Livro a céu aberto

Livro a céu aberto

Livro a céu aberto

Era três da tarde de qualquer dia quando, de repente, amanheceu. O céu ensolarou, e as flores jogadas num canteiro pelo vento, como num passe de mágica, levantaram-se e puseram-se a dançar por entre as esquinas de uma cidade exageradamente urbana. Olharam fundo nos olhos dos passagentes e, com seu perfume mágico, lançaram a paralisia aos relógios dos pulsos de quem atravessava seu caminho. Repentinamente, homens e mulheres não contiveram as lágrimas ao depararem-se consigo mesmos anestesiados por uma injeção intensa de presente. De calma e de desassossego, tudo de uma só vez.

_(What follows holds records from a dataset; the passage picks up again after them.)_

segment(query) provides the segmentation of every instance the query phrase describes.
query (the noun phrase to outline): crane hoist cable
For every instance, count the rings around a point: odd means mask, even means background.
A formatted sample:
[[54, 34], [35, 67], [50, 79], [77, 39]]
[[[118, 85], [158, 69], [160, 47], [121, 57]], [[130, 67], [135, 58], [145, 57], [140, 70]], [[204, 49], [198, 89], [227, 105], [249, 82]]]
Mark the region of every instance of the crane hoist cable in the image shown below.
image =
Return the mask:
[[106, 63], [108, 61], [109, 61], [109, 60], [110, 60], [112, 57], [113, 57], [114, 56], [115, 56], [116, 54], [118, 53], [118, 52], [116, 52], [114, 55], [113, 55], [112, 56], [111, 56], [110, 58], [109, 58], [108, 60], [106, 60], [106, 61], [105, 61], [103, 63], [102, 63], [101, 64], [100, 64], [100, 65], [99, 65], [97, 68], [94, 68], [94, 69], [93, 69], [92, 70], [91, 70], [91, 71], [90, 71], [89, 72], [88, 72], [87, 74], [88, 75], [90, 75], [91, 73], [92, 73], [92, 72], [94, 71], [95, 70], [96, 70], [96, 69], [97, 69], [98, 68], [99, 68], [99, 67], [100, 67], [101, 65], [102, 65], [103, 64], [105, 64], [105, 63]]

Naquele dia, as árvores desprenderam a voz dos seus troncos e passaram a dialogar, em verso, com o som dos pássaros. Foi uma festa de ponta a ponta na cidade. Não houve alma mais ou menos atenta que não tivesse sido pescada pela espontaneidade da estação. Como num grande coro, o livro dos tempos estava a céu aberto, à mercê das nuvens, ventos, chuvas e quaisquer eventos extraordinários que o momento presente pudesse proporcionar apenas nos instantes necessariamente fortuitos e eternos.

O chão vermelho de terra, escorregadio, amaciou os pés descalços que nele se atreviam pisar. Numa dança flamejante e de corporalidades indivisíveis, lama e pele se misturavam e se confundiam, trazendo das raízes do acaso a beleza mais exuberante das invenções despretensiosas de um tempo perdido e, de quando em vez, encontrado. Naquele dia, de tão desencontrado que estava o tempo, cada tilintar de ausência pulsava forte nos corações apaixonados, assim como naqueles leves de pura serenidade e aconchego de mar. O cheiro do vento trazia fragmentos de rio, adoçando a aurora ao mesmo tempo em que picava a pele macia da nudeza materializada nos corpos corajosos e expostos para o mundo. Tudo graças à areia fininha trazida de desertos desconhecidos e deliciosamente misturados com a poeira transmutada das coisas humanas. Tudo virou uma coisa só.

Num atropelo de versos e música, as artes se uniram, invisíveis, trazendo às almas o remanso de um balanço quase uníssono, não fossem as necessárias diferenças das vozes e dos ritmos que transpassavam as intenções de toda a união que fazia morada nos peitos compartilhados. A emoção, invasora dos peitos provocados, fez hora macia nas sensações e, como quem já é de casa, fez questão de fazer morada ao menor sinal daqueles menos preocupados com o amanhã, mais arraigados nas surpresas de viver de verdade, ou seja, agora.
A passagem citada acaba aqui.